DEVOTEE: The Vedas have an oral and a written tradition. Originally they were handed down from guru to disciple orally. Five thousand years ago the Vedas were compiled by Srila Vyäsadeva in Sanskrit for the benefit of mankind. Do the Jewish scriptures also have oral and written traditions?
RABBI: Yes. There are both oral and written traditions of the Torah. First it existed in oral form and later as the written Torah. It is said, "It [the written Torah] is explicitly mentioned in section 99 [of the Bahir] as the light that nourishes the lamp of the oral Torah: "Such is the oral Torah: although it is a lamp it has need of the written Torah in order to resolve its difficulties and explain its mysteries." [Origins of the Kabbalah, page 145] Were the written Vedas required to help understand the oral tradition?
DEVOTEE: In this age, Kali-yuga, people are generally less intelligent than in previous ages. That is why Srila Vyäsadeva gave us the Vedas in written form about five thousand years ago. He divided the Vedas into sections and expanded on them so that they would be easier to understand. In former ages, people in general had keen memories, having heard the Vedic instructions once from their spiritual master, they would perfectly understand and remember them for the rest of their lives. There was no need for written words.
RABBI: It is said, "And thus the written Torah cannot adopt corporeal form, except through the power of the oral Torah: that is, that the former cannot be truly understood without the latter, just as the mode of divine Mercy can only be grasped and perceived through the mode of Judgment." [Origins of the Kabbalah, page 288]
DEVOTEE: This verse seems to say that one cannot understand the written Torah without the help of the oral Torah. Yet a few minutes ago, you quoted a verse that seemed to indicate the opposite - that to understand the mysteries of the oral Torah, one must take the help of the written Torah. Can you explain this apparent contradiction?
RABBI: As I understand it, the written Torah is required to fully understand the oral Torah, another aspect of the oral Torah is the rabbi's personal teachings, using the written Torah as a guide, the realized rabbi teaches the qualified student its inner meanings. This is especially important when the rabbi is teaching, not only the part of the Torah known to the Christians as the Old Testament, but especially the more complex expanded body of Jewish religious law, including the Bahir, the Talmud, the Zohar, and the Sefer Yetzirah. The Zohar itself is composed of innumerable discourses, which expand on the verses of the Torah. In this way, the oral tradition is continuing and assisting in the understanding of the written Torah, and with that understanding there is no contradiction at all between the two verses I have quoted.
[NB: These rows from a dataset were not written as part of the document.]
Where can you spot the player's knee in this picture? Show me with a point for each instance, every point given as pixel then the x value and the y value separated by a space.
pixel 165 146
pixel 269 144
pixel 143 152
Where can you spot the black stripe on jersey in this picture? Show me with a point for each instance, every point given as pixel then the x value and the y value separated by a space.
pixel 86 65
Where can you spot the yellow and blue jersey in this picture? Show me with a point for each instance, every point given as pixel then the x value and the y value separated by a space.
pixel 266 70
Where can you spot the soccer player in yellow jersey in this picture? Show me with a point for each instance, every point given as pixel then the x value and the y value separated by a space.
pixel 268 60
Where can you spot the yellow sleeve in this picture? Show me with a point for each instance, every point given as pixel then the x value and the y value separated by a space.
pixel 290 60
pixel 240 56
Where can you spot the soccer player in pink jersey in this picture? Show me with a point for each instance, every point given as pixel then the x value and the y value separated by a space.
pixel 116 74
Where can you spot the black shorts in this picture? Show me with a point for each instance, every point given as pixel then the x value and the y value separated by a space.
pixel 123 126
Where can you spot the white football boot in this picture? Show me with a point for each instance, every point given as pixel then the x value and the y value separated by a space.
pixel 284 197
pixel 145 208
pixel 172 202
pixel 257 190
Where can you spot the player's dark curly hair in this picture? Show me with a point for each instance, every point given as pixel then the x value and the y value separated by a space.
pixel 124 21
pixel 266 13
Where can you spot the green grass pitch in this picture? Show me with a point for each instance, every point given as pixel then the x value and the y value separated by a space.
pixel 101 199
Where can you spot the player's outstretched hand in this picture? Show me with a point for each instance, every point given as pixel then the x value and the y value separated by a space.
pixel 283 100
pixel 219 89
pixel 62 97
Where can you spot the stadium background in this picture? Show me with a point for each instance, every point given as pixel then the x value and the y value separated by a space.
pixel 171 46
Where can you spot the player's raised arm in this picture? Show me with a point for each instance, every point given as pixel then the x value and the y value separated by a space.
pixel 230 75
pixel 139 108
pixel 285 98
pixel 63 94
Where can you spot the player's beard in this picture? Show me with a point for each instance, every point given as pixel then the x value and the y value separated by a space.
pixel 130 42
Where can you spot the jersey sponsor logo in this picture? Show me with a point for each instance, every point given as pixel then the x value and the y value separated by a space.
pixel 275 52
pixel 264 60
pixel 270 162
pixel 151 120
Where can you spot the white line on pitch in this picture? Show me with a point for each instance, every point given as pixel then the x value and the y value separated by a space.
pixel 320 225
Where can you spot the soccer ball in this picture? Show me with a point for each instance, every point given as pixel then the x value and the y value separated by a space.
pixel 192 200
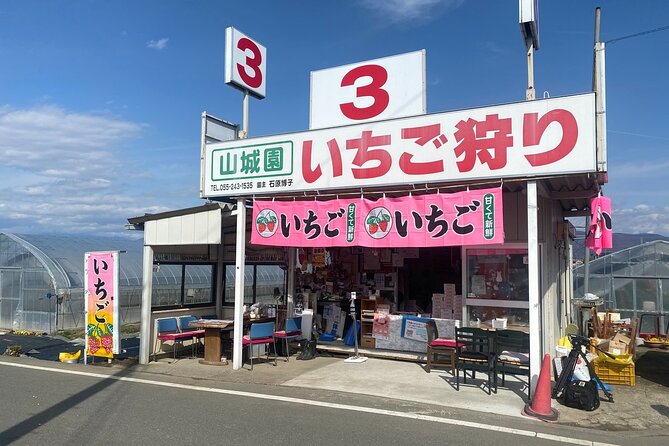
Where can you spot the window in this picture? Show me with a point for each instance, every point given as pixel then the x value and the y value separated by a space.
pixel 497 286
pixel 178 285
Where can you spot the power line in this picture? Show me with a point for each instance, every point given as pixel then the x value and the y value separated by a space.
pixel 663 28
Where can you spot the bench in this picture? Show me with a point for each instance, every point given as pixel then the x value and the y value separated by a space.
pixel 167 329
pixel 196 333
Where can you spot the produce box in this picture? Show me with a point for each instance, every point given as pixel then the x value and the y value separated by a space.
pixel 618 371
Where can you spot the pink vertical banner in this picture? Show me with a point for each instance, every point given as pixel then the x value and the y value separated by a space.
pixel 101 279
pixel 463 218
pixel 600 232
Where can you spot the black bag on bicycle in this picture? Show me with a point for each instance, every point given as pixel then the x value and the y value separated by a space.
pixel 581 395
pixel 307 350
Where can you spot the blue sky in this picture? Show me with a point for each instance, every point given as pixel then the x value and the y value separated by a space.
pixel 100 101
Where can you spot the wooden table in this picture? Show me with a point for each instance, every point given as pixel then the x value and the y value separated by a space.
pixel 212 336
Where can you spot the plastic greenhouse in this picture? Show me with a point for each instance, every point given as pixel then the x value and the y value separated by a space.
pixel 41 280
pixel 633 281
pixel 42 289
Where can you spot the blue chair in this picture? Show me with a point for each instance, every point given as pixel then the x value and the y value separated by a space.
pixel 260 333
pixel 293 330
pixel 475 352
pixel 197 333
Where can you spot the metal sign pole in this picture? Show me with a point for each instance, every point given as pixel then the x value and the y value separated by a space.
pixel 356 358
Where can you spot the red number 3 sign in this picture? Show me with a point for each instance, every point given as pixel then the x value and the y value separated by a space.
pixel 390 87
pixel 373 90
pixel 245 62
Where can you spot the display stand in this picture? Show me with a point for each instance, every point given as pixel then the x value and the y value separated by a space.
pixel 356 359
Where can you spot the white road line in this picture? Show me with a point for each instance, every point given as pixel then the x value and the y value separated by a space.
pixel 287 399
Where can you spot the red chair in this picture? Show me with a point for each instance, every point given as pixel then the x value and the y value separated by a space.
pixel 293 330
pixel 167 329
pixel 260 333
pixel 436 347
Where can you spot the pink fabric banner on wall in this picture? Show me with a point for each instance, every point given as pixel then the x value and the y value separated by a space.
pixel 600 232
pixel 464 218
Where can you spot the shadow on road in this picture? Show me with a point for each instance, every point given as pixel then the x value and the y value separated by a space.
pixel 25 427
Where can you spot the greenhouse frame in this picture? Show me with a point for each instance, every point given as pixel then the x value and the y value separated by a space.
pixel 42 281
pixel 633 281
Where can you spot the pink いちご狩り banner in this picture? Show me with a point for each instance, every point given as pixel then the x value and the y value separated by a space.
pixel 464 218
pixel 101 301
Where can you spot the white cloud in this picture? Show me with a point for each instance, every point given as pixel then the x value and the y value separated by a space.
pixel 409 10
pixel 159 44
pixel 641 219
pixel 66 172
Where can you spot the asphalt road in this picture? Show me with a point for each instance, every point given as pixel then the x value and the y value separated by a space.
pixel 43 406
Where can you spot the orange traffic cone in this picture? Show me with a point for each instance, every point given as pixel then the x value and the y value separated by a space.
pixel 541 400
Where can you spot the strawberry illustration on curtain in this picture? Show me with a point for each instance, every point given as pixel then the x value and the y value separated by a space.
pixel 600 232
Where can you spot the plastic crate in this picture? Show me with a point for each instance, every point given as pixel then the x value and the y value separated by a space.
pixel 614 373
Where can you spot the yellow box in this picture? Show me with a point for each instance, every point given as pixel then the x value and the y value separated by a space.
pixel 614 371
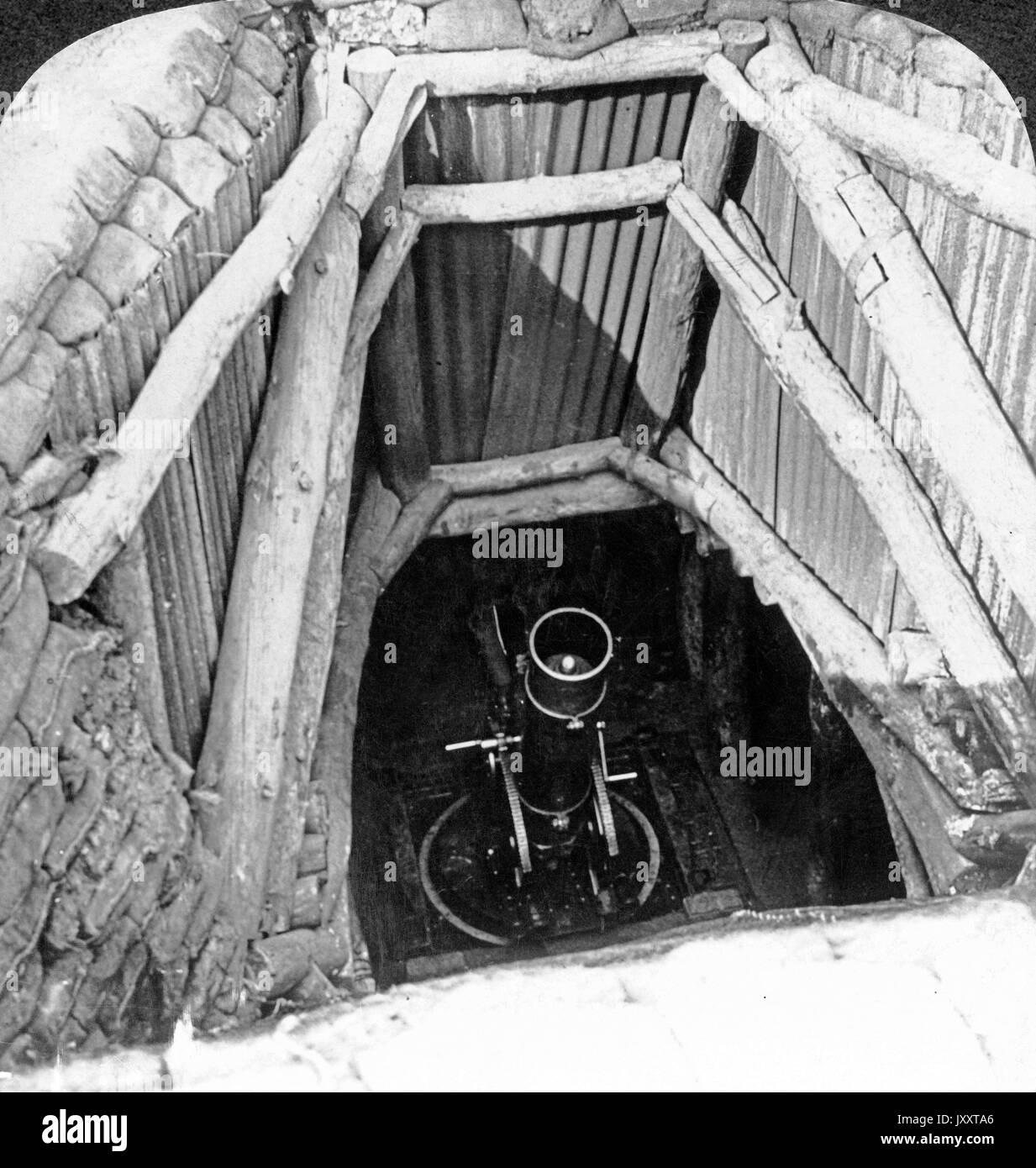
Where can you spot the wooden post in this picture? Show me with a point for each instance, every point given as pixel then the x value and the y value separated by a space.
pixel 508 71
pixel 997 841
pixel 844 652
pixel 858 444
pixel 544 197
pixel 323 586
pixel 377 549
pixel 394 361
pixel 245 755
pixel 92 526
pixel 907 308
pixel 242 760
pixel 924 806
pixel 665 350
pixel 954 164
pixel 515 471
pixel 545 503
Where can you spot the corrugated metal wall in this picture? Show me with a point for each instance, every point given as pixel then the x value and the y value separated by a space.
pixel 772 454
pixel 529 334
pixel 577 294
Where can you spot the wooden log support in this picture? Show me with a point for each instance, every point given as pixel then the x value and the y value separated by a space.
pixel 548 502
pixel 888 722
pixel 665 350
pixel 242 760
pixel 507 71
pixel 907 308
pixel 954 164
pixel 95 524
pixel 323 586
pixel 92 527
pixel 923 805
pixel 517 471
pixel 394 361
pixel 544 197
pixel 383 539
pixel 245 758
pixel 945 596
pixel 844 652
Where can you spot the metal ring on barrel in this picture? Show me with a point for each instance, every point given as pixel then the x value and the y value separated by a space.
pixel 562 694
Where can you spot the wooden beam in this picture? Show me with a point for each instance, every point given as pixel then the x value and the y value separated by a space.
pixel 515 471
pixel 665 350
pixel 93 524
pixel 907 311
pixel 544 503
pixel 923 805
pixel 92 528
pixel 945 596
pixel 383 539
pixel 544 197
pixel 323 586
pixel 954 164
pixel 997 841
pixel 242 760
pixel 394 361
pixel 508 71
pixel 846 653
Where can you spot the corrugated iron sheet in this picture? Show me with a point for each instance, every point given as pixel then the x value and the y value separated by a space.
pixel 770 451
pixel 529 333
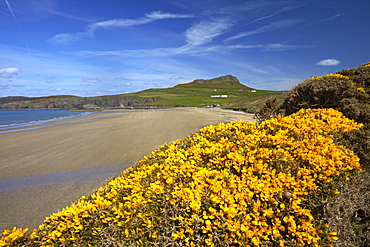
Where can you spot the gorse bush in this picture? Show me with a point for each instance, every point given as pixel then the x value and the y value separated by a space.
pixel 236 184
pixel 348 92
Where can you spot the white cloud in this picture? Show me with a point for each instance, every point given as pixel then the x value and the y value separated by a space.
pixel 9 72
pixel 4 86
pixel 68 38
pixel 91 80
pixel 270 27
pixel 205 31
pixel 329 62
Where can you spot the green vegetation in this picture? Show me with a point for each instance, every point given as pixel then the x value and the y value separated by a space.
pixel 347 91
pixel 199 93
pixel 235 184
pixel 287 181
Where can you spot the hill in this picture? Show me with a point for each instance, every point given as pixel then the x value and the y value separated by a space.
pixel 199 93
pixel 294 180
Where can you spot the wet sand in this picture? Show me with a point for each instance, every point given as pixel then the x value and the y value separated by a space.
pixel 87 151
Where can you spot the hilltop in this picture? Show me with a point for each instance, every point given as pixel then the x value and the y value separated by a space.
pixel 222 82
pixel 198 93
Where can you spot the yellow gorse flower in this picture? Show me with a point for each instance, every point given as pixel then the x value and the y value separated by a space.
pixel 239 183
pixel 329 75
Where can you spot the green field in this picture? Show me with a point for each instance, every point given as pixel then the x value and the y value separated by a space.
pixel 200 97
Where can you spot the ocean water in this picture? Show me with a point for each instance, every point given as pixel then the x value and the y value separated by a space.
pixel 27 118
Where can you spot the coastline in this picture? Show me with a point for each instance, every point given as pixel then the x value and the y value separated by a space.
pixel 84 144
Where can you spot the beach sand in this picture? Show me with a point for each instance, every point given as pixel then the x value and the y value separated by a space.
pixel 83 146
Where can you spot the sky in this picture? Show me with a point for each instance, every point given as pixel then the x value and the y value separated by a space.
pixel 92 48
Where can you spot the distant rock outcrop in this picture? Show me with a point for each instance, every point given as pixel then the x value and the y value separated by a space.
pixel 226 81
pixel 111 101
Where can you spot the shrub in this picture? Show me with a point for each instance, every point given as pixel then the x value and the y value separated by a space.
pixel 236 184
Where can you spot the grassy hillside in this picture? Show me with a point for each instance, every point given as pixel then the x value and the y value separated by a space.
pixel 199 93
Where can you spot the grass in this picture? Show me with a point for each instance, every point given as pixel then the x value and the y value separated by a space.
pixel 201 97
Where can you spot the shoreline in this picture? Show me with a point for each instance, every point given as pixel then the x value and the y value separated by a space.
pixel 77 146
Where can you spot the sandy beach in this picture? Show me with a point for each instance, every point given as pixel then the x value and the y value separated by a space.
pixel 46 168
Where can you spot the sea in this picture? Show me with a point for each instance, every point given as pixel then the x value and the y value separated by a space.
pixel 27 118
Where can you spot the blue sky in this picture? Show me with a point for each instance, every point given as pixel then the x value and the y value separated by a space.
pixel 90 47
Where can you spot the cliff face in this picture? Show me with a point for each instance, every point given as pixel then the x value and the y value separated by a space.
pixel 73 102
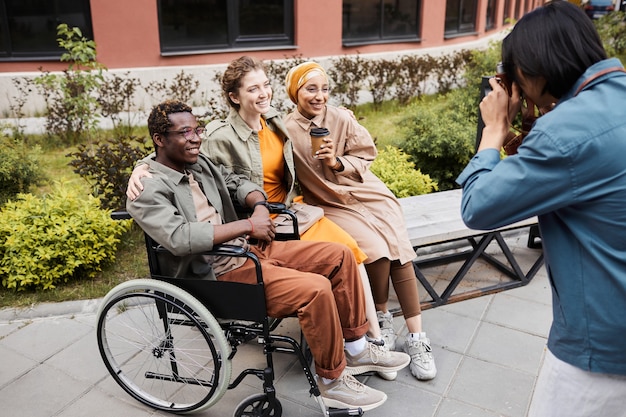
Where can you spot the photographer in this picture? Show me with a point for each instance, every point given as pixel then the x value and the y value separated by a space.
pixel 570 172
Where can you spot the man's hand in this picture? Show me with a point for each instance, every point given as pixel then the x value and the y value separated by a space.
pixel 263 227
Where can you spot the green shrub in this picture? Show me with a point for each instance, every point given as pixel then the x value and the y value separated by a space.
pixel 19 168
pixel 393 167
pixel 612 31
pixel 441 135
pixel 107 165
pixel 48 240
pixel 70 96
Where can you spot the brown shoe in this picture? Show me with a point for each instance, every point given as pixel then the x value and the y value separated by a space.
pixel 347 392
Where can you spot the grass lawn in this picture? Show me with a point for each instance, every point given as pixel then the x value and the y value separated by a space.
pixel 130 263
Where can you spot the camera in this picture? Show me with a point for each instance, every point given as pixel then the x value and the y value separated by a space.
pixel 502 78
pixel 485 89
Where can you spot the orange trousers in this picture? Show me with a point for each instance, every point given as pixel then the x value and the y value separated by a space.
pixel 318 282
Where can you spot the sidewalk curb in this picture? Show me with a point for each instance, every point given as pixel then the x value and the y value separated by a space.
pixel 48 310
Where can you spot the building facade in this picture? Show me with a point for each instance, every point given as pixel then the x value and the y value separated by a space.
pixel 153 39
pixel 160 33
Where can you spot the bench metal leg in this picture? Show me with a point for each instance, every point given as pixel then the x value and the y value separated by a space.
pixel 512 270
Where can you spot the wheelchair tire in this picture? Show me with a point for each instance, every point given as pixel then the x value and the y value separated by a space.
pixel 179 364
pixel 259 405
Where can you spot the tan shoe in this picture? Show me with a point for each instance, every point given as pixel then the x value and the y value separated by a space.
pixel 377 359
pixel 347 392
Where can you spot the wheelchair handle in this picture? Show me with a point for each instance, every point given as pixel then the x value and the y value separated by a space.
pixel 343 412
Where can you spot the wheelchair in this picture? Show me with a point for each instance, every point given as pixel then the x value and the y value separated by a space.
pixel 170 342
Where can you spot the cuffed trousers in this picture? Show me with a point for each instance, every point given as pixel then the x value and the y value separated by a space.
pixel 320 283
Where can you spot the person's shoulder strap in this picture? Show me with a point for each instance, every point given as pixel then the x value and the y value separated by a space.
pixel 597 75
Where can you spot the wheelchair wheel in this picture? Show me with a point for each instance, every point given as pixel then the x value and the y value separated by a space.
pixel 259 405
pixel 163 347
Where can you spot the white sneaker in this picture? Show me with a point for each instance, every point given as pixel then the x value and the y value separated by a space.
pixel 347 392
pixel 385 321
pixel 375 358
pixel 389 376
pixel 422 362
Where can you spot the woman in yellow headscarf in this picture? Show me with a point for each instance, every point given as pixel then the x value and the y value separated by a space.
pixel 339 180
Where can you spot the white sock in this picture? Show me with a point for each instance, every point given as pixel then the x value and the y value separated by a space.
pixel 416 336
pixel 356 346
pixel 327 381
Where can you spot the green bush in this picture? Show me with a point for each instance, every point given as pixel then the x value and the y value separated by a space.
pixel 72 107
pixel 442 134
pixel 107 165
pixel 48 240
pixel 19 168
pixel 393 167
pixel 612 31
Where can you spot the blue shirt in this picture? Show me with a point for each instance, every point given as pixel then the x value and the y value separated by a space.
pixel 571 173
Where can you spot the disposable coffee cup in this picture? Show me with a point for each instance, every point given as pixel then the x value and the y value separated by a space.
pixel 317 138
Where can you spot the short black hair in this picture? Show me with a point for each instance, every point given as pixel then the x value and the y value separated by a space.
pixel 557 41
pixel 158 120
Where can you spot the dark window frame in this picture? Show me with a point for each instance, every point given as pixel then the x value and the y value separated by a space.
pixel 491 14
pixel 382 38
pixel 506 16
pixel 235 41
pixel 7 46
pixel 461 29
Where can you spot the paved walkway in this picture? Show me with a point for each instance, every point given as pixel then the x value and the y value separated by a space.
pixel 488 352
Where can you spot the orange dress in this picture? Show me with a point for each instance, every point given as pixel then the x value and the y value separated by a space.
pixel 325 230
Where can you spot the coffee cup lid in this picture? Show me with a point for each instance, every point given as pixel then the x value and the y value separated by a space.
pixel 319 131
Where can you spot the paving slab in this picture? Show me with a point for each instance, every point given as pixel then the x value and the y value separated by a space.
pixel 488 352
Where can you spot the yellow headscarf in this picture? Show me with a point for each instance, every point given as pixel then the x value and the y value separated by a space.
pixel 299 75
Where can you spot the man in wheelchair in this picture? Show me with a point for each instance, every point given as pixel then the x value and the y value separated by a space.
pixel 187 207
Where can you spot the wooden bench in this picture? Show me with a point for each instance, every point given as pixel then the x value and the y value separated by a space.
pixel 435 219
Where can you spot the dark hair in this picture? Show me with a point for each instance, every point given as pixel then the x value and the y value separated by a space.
pixel 556 41
pixel 158 120
pixel 237 69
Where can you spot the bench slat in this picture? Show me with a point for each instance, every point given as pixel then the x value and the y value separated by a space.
pixel 435 218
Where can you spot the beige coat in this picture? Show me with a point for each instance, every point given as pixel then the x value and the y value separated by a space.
pixel 354 198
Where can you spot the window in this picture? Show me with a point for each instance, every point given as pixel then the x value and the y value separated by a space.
pixel 460 17
pixel 372 21
pixel 28 28
pixel 200 25
pixel 506 16
pixel 492 6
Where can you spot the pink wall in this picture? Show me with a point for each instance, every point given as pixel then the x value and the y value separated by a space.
pixel 126 33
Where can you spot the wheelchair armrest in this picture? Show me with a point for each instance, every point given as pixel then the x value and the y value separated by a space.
pixel 218 250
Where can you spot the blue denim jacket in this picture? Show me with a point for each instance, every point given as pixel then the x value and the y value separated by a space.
pixel 571 173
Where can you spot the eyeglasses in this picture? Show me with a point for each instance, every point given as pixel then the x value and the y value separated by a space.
pixel 189 133
pixel 315 90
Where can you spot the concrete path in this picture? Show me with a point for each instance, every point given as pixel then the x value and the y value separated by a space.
pixel 488 352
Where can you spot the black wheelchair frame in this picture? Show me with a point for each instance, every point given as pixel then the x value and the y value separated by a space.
pixel 169 342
DEVOTEE: Thank you for your explanation, Rabbi. Exactly the same principle holds true regarding the Vedas. By including the bona fide commentaries on the already existing Vedas, the Vedas are being expanded. Veda means knowledge. As Srila Vyäsadeva has divided and expanded the original Vedas to make them easier to understand, the various representatives of Srila Vyäsadeva are also writing commentaries on his works, toward the same end. The most recent representative of Srila Vyäsadeva is His Divine Grace A.C. Bhaktivedanta Swami Prabhupada, whose translations and commentaries on the Vedas I have quoted many times in our discussions.
RABBI: It is said, "First, God took two names. The first became the great fire or the sefirah geburah, while the other unfolded to become the 'form of the written Torah, which is the color of white fire.' It corresponds to the sefirah of the divine Mercy, or tif'ereth. The lowest sefirah, on the other hand, contains, by virtue of its correspondence to the action of divine judgment in the world, the oral Torah, which is black fire burning upon an underlayer of white fire." [Origins of the Kabbalah, Page 288] Is there anything in the Vedas that seems to correspond with this statement?
DEVOTEE: According to the Vedas, the original name of God is Krsna, and the name of His first expansion is Balaräma. Lord Krsna appears blackish in color (and is the hidden secret of the Vedas), and Lord Balaräma appears whitish. Lord Balaräma is known as the original spiritual master (one who reveals the hidden knowledge of God), as is Srila Vyäsadeva who compiled the Vedic literatures. It is with the help of Lord Balaräma or Srila Vyäsadeva, or their bona fide representatives that the Vedas can be understood. It was Srila Vyäsadeva who actually compiled the Vedas in written form, and he is ultimately a representative of Lord Balaräma who is the source of the Vedic oral tradition.